Speaking at an event at the Boston University Questrom School of Business, Miran made the case that conventional economic wisdom has gotten this wrong. The standard view among economists is straightforward—tariffs raise prices, American consumers pay those higher prices, end of story. But Miran isn't buying it.
His argument hinges on how we account for these costs. When data shows a U.S. entity absorbing tariff burdens, Miran says calling that an American cost is "entirely inappropriate" if that entity is actually just the U.S. subsidiary of a foreign company. In other words, the accounting makes it look like Americans are paying, but the economic reality might be more complicated.
Miran also noted that he believes many experts have gradually come around to his perspective, recognizing that tariff impacts on the broader economy have been "quite muted."
The Other Side of the Argument
Not everyone shares Miran's optimism about tariff impacts. Just last week, Amazon.com (AMZN) CEO Andy Jassy warned that shoppers were already seeing President Donald Trump's tariffs reflected in the e-retailer's prices. The Yale Budget Lab went further in January, estimating that these taxes cost the typical American household around $1,400 annually.

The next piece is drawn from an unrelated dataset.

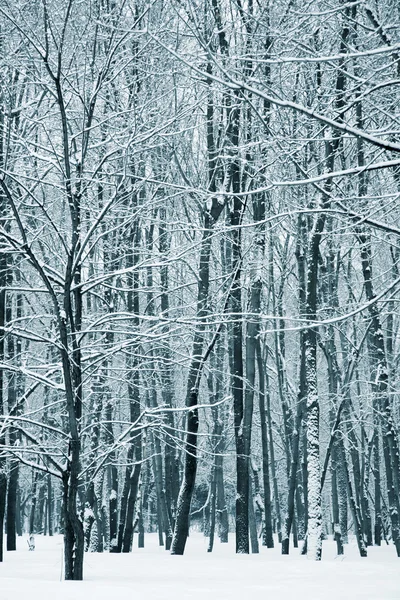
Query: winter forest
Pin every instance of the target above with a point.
(200, 278)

Economist Paul Krugman argued earlier this month that tariffs had pushed U.S. inflation up by exactly 0.8 percentage points. Even Trump himself acknowledged last month that consumers "might be paying something" because of his tariffs, though he maintained the overall economic impact was positive.
Federal Reserve Chair Jerome Powell has taken a middle position on this. In January, he characterized tariffs as likely producing a "one-time" price increase rather than ongoing inflation. Powell suggested that tariff effects on goods prices would peak and then decline, assuming no major new tariff increases emerge—something he expects to play out over the course of this year.
The disagreement isn't just academic. How tariffs actually affect the economy determines whether they're a useful policy tool or an expensive mistake. Miran's perspective offers a counternarrative to the prevailing view, but the real-world price increases that retailers and consumers are reporting suggest the debate is far from settled.